Nur gut eine Hand voll anderer Regisseure haben sich wie Federico Fellini einen Platz ganz oben im Olymp der Filmemacher sichern können. "La Strada", "Die Müßiggänger" oder "Satyricon" sind längst Klassiker des genialen Mannes aus Rimini, der am 20. Januar seinen 90. Geburtstag feiern würde. Am 31. Oktober 1993 ist er in Rom gestorben. Ein Mythos war er schon zu Lebzeiten. Die Lücke ist riesig - in Italien fehlt ein "Märchenerzähler" von seinem Kaliber.
Italien vermisst Fellini: Seine kritische Stimme zu Werbung und Fernsehen verstummte für immer, gerade als der Mailänder Medienzar und Milliardär Silvio Berlusconi seine politische Karriere startete und das Medium Fernsehen vor fragwürdigen Neuerungen stand. Und: Der "Seiltänzer zwischen Traum und Realität" steht für eine längst vergangene Glanzzeit des italienischen Films.
Dabei spaltete der Meisterregisseur durchaus, wollte es sicher auch so: Tosender Applaus, aber auch Pfiffe und wüste Schimpftiraden gab es, als im Jahr 1960 "La dolce vita" (Das süße Leben) in die italienischen Kinos kam. Der Streifen voller Exzesse, ungenierter Freizügigkeit und Überzeichnungen war ein Skandal, dem noch andere folgen sollten. In seiner Heimat so verehrt wie ein Popstar, von Taxifahrern und Fans liebevoll "FeFe" genannt, schrieb er mit Werken wie "Amarcord" oder "Casanova" etliche Kapitel der Kinogeschichte des 20. Jahrhunderts. Dabei gab Fellini in seinen 25 Filmen bis 1990 immer auch eine Menge Rätsel auf: Dieser "Zauberer von Rimini" wollte nicht festgelegt werden, entzog sich Deutungen.
"Wir glauben, wir sehen nur einen Film, aber in Wirklichkeit ist es die Geschichte unseres Lebens", so hat der Schriftsteller Italo Calvino erklärt, warum das Werk aus vier Jahrzehnten fasziniert - die barocken Bilderbögen, die zirzensischen Inszenierungen und magischen Traumsequenzen hallen nach. Dafür musste Fellini einen weiten Weg vom italienischen Neorealismus eines Roberto Rossellini ("Rom - offene Stadt", 1945) zu den surrealen, poetischen und skurrilen Bilderorgien seiner späteren Werke gehen.
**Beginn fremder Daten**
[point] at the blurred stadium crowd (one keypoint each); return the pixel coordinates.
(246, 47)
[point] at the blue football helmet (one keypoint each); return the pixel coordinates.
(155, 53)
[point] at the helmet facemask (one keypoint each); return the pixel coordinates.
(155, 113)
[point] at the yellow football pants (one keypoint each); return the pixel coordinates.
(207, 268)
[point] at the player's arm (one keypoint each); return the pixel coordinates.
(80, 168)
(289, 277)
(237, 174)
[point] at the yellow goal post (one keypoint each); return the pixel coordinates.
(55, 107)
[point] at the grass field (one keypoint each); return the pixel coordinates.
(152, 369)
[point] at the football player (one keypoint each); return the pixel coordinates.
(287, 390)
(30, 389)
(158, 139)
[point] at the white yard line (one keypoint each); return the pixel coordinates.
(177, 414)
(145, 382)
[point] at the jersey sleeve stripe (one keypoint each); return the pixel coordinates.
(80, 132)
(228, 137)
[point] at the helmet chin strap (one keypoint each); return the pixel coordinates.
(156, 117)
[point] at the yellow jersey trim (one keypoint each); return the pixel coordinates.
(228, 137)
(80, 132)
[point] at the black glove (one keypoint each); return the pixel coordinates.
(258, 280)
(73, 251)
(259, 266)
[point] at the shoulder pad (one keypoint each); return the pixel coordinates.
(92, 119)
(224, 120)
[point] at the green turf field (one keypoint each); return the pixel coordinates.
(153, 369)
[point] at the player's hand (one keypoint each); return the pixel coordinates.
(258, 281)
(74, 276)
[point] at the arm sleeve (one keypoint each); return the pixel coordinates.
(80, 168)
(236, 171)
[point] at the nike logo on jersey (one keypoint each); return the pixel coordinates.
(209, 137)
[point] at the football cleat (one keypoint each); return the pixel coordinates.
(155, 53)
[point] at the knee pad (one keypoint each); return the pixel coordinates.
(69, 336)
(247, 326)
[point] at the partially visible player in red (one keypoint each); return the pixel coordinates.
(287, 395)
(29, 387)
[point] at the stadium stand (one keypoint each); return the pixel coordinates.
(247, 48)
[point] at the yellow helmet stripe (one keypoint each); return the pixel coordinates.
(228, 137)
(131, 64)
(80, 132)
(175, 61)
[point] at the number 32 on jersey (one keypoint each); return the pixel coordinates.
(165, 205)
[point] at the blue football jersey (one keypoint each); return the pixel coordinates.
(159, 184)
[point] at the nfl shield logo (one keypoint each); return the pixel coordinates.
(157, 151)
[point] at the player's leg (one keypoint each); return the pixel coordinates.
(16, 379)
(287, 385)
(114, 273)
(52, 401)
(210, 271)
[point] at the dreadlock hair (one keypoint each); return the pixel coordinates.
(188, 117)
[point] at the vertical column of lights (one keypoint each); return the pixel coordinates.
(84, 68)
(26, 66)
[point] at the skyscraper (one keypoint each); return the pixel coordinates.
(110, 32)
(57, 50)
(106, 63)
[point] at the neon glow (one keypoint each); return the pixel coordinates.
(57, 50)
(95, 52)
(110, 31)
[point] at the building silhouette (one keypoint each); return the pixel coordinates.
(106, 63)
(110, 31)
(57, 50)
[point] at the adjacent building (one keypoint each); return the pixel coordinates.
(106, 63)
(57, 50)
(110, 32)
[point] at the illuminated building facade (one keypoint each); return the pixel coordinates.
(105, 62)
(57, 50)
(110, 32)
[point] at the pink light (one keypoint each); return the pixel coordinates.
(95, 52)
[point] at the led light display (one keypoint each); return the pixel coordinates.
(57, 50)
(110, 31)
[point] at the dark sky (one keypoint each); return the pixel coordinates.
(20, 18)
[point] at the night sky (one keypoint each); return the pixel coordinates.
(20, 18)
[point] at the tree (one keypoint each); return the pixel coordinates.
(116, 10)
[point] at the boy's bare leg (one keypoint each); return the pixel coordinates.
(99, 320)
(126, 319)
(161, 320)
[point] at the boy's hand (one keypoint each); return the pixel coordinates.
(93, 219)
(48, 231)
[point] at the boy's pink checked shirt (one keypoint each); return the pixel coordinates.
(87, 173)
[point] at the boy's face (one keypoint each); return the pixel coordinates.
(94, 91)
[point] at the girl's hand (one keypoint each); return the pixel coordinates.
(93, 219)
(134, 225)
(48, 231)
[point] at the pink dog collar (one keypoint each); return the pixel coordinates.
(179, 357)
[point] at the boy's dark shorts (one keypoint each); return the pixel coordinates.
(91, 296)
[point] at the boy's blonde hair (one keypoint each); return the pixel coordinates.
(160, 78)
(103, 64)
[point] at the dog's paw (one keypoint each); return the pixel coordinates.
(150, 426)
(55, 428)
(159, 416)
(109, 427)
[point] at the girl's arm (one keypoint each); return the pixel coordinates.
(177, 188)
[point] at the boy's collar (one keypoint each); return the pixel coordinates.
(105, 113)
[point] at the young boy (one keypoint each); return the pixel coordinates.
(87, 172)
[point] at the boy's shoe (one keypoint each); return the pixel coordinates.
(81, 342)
Der überbordende Einfallsreichtum zahlte sich aus: Der Goldene Ehrenlöwe in Venedig und Europas Filmpreis für das Lebenswerk stellten sich ein. Den Ehren-Oscar bekam Fellini nur wenige Monate vor seinem Tod - aus der Hand von Marcello Mastroianni.
Und das war kein Zufall: Der italienische Starschauspieler hatte jenen skrupellosen Paparazzo in "La dolce vita" gespielt, aber auch die Hauptrolle in Fellinis "Achteinhalb" (1963) und "Ginger und Fred" (1986). "Achteinhalb" ist ein "Film im Film", eine Oscar-gekrönte Reflexion über die Regiearbeit, und das Spätwerk "Ginger und Fred" erzählt vom Tagesablauf zweier Tänzer beim Fernsehen, die einst als Doubles von Ginger Rogers und Fred Astaire bekannt waren. Fellini führt hier die Entfremdung des Künstlers in der anbrechenden Epoche kommerziellen Fernsehens vor Augen - und ist damit aktueller denn je.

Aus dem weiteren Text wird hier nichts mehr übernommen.